Democratic Governor Gretchen Whitmer of Michigan described how she felt when taking part in an early conference call with fellow governors, during which the White House “signaled” that state leaders would need to find safety and medical equipment on their own. “I realized we’d have to set up, in our state emergency-operations center, a procurement office that was going to compete with the world,” Whitmer told us. “That was a sobering moment.”
Read: Trump’s plan to save his presidency
White House Press Secretary Kayleigh McEnany said yesterday that Trump’s approach shows his commitment to federalism. But he may just want to redirect blame for a rolling catastrophe that could cost him reelection. “He’d rather have the governors impose quarantines than him, because he feels they’re then responsible for any economic problems that arise,” Saikrishna Prakash, a University of Virginia law professor and the author of the book The Living Presidency, told us.
Save for a brief post-Watergate pause, presidents in the modern era have steadily amassed power within the executive branch. Franklin D. Roosevelt’s New Deal, Dwight Eisenhower’s federal highway system, Ronald Reagan’s push for education standards that would later morph into the Common Core—all of these chipped away at states’ authority. Barack Obama’s Affordable Care Act extended the federal government’s reach by helping states fund the expansion of Medicaid programs. Amid the pandemic, Trump has sounded as if he’s prepared to push a president’s prerogatives even further, claiming at one point last month that his authority as president “is total.”
But in terms of actions, he “has basically stuck to things that are clearly within the federal jurisdiction,” said Christopher DeMuth, a distinguished fellow at the Hudson Institute who worked in both the Richard Nixon and Reagan administrations. “He’s used some emergency authorities, and he’s let governors and mayors take the lead. This is a sharp departure from the record in recent national emergencies.” After the September 11 terrorist attacks and the 2008 financial crisis, presidential power expanded. New executive agencies grew out of the wreckage, buttressing a model in which “the executive was king,” he told us.
Trump’s approach is “the worst of both worlds,” Bobby Chesney, a constitutional-law professor at the University of Texas at Austin, told us. “He’s using the rhetoric of an authoritarian without any of the China-style payout in terms of taking charge of the actual problem. Rhetorically, at least, he’s asserting almost preposterous levels of authority. Fortunately, he’s not following through. He’s all hat and no cattle.”

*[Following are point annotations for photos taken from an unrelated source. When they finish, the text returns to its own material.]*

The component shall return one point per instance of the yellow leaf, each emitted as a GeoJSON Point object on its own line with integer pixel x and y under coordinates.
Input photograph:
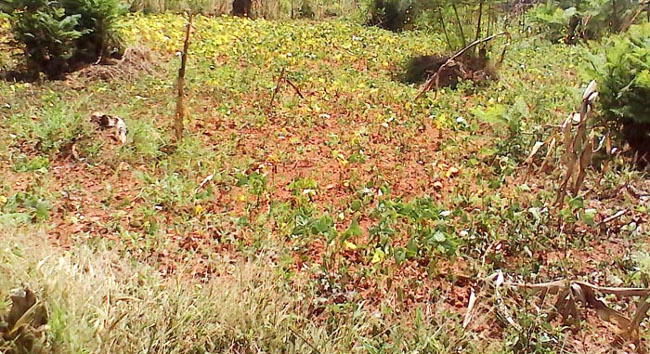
{"type": "Point", "coordinates": [378, 257]}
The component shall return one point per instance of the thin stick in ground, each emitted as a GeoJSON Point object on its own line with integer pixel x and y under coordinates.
{"type": "Point", "coordinates": [180, 83]}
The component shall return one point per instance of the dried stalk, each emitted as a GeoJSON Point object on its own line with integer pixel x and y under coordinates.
{"type": "Point", "coordinates": [435, 79]}
{"type": "Point", "coordinates": [578, 147]}
{"type": "Point", "coordinates": [180, 83]}
{"type": "Point", "coordinates": [571, 292]}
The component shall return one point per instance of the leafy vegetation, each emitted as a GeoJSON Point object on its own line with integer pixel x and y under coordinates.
{"type": "Point", "coordinates": [571, 21]}
{"type": "Point", "coordinates": [56, 36]}
{"type": "Point", "coordinates": [312, 204]}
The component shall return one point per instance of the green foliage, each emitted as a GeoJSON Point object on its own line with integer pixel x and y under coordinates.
{"type": "Point", "coordinates": [46, 33]}
{"type": "Point", "coordinates": [571, 20]}
{"type": "Point", "coordinates": [393, 15]}
{"type": "Point", "coordinates": [622, 69]}
{"type": "Point", "coordinates": [56, 36]}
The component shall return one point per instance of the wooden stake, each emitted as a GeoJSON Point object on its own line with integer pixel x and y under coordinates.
{"type": "Point", "coordinates": [180, 83]}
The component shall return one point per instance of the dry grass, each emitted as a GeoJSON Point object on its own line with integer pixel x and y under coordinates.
{"type": "Point", "coordinates": [99, 303]}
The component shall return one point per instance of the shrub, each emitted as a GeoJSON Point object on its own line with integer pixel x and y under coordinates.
{"type": "Point", "coordinates": [392, 15]}
{"type": "Point", "coordinates": [306, 10]}
{"type": "Point", "coordinates": [622, 70]}
{"type": "Point", "coordinates": [58, 36]}
{"type": "Point", "coordinates": [572, 20]}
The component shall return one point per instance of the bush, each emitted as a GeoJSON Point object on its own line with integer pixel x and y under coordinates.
{"type": "Point", "coordinates": [573, 20]}
{"type": "Point", "coordinates": [622, 70]}
{"type": "Point", "coordinates": [392, 15]}
{"type": "Point", "coordinates": [58, 36]}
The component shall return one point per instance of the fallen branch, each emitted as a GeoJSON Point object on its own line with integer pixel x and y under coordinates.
{"type": "Point", "coordinates": [435, 79]}
{"type": "Point", "coordinates": [572, 292]}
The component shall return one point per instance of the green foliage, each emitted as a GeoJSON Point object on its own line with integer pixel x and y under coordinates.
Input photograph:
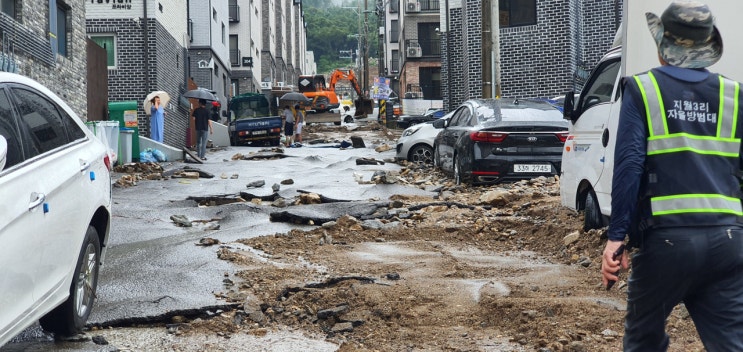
{"type": "Point", "coordinates": [331, 28]}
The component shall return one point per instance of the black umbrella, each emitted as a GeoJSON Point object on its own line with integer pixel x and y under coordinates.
{"type": "Point", "coordinates": [294, 96]}
{"type": "Point", "coordinates": [201, 93]}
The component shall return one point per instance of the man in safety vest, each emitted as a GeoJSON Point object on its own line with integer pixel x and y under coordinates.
{"type": "Point", "coordinates": [676, 188]}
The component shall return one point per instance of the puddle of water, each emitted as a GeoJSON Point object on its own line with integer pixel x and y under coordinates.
{"type": "Point", "coordinates": [388, 252]}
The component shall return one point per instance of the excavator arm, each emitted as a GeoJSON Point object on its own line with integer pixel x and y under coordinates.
{"type": "Point", "coordinates": [363, 105]}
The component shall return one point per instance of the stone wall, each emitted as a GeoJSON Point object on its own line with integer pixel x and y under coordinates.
{"type": "Point", "coordinates": [66, 76]}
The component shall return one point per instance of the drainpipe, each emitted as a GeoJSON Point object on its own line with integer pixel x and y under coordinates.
{"type": "Point", "coordinates": [145, 35]}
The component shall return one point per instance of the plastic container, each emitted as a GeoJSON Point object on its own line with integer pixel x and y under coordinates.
{"type": "Point", "coordinates": [125, 148]}
{"type": "Point", "coordinates": [108, 133]}
{"type": "Point", "coordinates": [125, 112]}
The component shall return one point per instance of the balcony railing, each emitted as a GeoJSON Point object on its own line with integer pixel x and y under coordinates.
{"type": "Point", "coordinates": [429, 47]}
{"type": "Point", "coordinates": [429, 5]}
{"type": "Point", "coordinates": [394, 65]}
{"type": "Point", "coordinates": [234, 13]}
{"type": "Point", "coordinates": [235, 57]}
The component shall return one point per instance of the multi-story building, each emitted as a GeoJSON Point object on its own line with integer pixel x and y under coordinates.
{"type": "Point", "coordinates": [226, 46]}
{"type": "Point", "coordinates": [209, 46]}
{"type": "Point", "coordinates": [146, 43]}
{"type": "Point", "coordinates": [284, 49]}
{"type": "Point", "coordinates": [45, 40]}
{"type": "Point", "coordinates": [545, 46]}
{"type": "Point", "coordinates": [246, 41]}
{"type": "Point", "coordinates": [542, 44]}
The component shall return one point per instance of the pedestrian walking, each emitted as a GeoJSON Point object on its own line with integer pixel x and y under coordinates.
{"type": "Point", "coordinates": [288, 125]}
{"type": "Point", "coordinates": [676, 189]}
{"type": "Point", "coordinates": [299, 123]}
{"type": "Point", "coordinates": [203, 125]}
{"type": "Point", "coordinates": [157, 120]}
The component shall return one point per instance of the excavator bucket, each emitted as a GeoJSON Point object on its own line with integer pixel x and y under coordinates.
{"type": "Point", "coordinates": [364, 106]}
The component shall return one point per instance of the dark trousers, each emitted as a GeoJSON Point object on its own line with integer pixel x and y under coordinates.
{"type": "Point", "coordinates": [701, 267]}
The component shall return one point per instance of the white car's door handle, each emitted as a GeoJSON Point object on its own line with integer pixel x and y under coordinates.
{"type": "Point", "coordinates": [84, 165]}
{"type": "Point", "coordinates": [40, 198]}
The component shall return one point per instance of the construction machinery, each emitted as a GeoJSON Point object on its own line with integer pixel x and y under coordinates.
{"type": "Point", "coordinates": [324, 96]}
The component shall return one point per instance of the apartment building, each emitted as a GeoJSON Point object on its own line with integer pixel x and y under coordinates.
{"type": "Point", "coordinates": [246, 35]}
{"type": "Point", "coordinates": [546, 46]}
{"type": "Point", "coordinates": [146, 44]}
{"type": "Point", "coordinates": [45, 40]}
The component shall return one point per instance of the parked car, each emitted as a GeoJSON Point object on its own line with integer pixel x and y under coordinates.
{"type": "Point", "coordinates": [56, 194]}
{"type": "Point", "coordinates": [406, 121]}
{"type": "Point", "coordinates": [491, 140]}
{"type": "Point", "coordinates": [416, 142]}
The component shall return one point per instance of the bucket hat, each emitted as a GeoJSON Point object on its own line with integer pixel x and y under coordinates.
{"type": "Point", "coordinates": [686, 34]}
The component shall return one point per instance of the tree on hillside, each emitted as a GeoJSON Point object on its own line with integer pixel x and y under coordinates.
{"type": "Point", "coordinates": [330, 29]}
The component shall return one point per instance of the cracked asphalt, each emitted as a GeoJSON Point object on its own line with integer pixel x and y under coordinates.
{"type": "Point", "coordinates": [154, 270]}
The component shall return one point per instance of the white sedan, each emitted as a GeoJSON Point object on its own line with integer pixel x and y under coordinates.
{"type": "Point", "coordinates": [416, 142]}
{"type": "Point", "coordinates": [56, 210]}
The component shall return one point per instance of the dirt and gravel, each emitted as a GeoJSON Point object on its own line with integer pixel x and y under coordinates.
{"type": "Point", "coordinates": [476, 268]}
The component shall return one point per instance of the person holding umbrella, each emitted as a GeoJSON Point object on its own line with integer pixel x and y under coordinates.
{"type": "Point", "coordinates": [157, 120]}
{"type": "Point", "coordinates": [288, 125]}
{"type": "Point", "coordinates": [154, 105]}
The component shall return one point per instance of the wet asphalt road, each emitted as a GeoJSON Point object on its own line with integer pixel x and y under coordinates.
{"type": "Point", "coordinates": [154, 269]}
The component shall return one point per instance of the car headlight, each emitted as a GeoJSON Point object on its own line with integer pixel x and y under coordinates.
{"type": "Point", "coordinates": [411, 130]}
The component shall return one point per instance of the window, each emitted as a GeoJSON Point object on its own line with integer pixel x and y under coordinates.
{"type": "Point", "coordinates": [600, 88]}
{"type": "Point", "coordinates": [515, 13]}
{"type": "Point", "coordinates": [394, 31]}
{"type": "Point", "coordinates": [9, 130]}
{"type": "Point", "coordinates": [234, 51]}
{"type": "Point", "coordinates": [64, 31]}
{"type": "Point", "coordinates": [395, 64]}
{"type": "Point", "coordinates": [42, 120]}
{"type": "Point", "coordinates": [8, 7]}
{"type": "Point", "coordinates": [107, 42]}
{"type": "Point", "coordinates": [430, 80]}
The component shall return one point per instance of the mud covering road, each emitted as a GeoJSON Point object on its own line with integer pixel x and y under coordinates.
{"type": "Point", "coordinates": [486, 268]}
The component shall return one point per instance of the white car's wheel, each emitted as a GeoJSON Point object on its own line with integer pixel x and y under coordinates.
{"type": "Point", "coordinates": [70, 317]}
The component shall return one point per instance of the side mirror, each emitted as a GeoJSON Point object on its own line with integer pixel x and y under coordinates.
{"type": "Point", "coordinates": [3, 152]}
{"type": "Point", "coordinates": [568, 109]}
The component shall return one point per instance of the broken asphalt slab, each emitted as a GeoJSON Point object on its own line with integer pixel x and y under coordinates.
{"type": "Point", "coordinates": [319, 214]}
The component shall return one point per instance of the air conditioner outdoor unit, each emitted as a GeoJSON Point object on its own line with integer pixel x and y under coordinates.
{"type": "Point", "coordinates": [414, 6]}
{"type": "Point", "coordinates": [415, 51]}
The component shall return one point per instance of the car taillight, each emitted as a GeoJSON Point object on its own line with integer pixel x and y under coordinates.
{"type": "Point", "coordinates": [489, 137]}
{"type": "Point", "coordinates": [562, 136]}
{"type": "Point", "coordinates": [107, 161]}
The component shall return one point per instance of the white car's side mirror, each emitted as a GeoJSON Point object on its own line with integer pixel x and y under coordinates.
{"type": "Point", "coordinates": [3, 152]}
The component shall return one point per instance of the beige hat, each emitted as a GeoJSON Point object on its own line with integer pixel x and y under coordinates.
{"type": "Point", "coordinates": [686, 35]}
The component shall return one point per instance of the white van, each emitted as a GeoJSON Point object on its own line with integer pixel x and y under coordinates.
{"type": "Point", "coordinates": [588, 154]}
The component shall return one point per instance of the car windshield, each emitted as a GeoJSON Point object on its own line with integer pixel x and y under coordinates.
{"type": "Point", "coordinates": [515, 110]}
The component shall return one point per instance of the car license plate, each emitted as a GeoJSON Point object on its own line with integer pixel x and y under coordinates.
{"type": "Point", "coordinates": [532, 168]}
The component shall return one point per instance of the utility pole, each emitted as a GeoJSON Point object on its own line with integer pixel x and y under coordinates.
{"type": "Point", "coordinates": [487, 50]}
{"type": "Point", "coordinates": [365, 65]}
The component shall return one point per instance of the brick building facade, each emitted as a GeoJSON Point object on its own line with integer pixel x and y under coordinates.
{"type": "Point", "coordinates": [544, 59]}
{"type": "Point", "coordinates": [147, 58]}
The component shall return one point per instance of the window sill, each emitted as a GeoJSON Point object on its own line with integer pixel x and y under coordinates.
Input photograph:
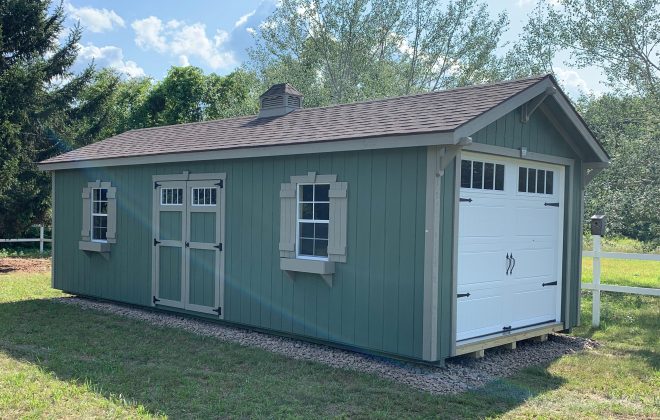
{"type": "Point", "coordinates": [297, 265]}
{"type": "Point", "coordinates": [102, 247]}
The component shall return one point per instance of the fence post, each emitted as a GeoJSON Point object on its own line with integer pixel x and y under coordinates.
{"type": "Point", "coordinates": [41, 239]}
{"type": "Point", "coordinates": [595, 312]}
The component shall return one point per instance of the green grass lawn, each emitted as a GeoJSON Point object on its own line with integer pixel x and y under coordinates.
{"type": "Point", "coordinates": [58, 360]}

A natural role for the president would be to lead the worldwide hunt for medical supplies, leveraging the government’s vast purchasing power. Trump’s reluctance to serve as what he calls a “shipping clerk” has left some governors incredulous. “It’s absolutely maddening,” Governor Jay Inslee, a Washington Democrat, told us. “It’s like being in World War II and not getting the federal government to manufacture boots … It’s very difficult to understand. I liken it to Franklin Delano Roosevelt saying, Okay, Connecticut, you build the battleship and I’ll be there at the launch and break the bottle.”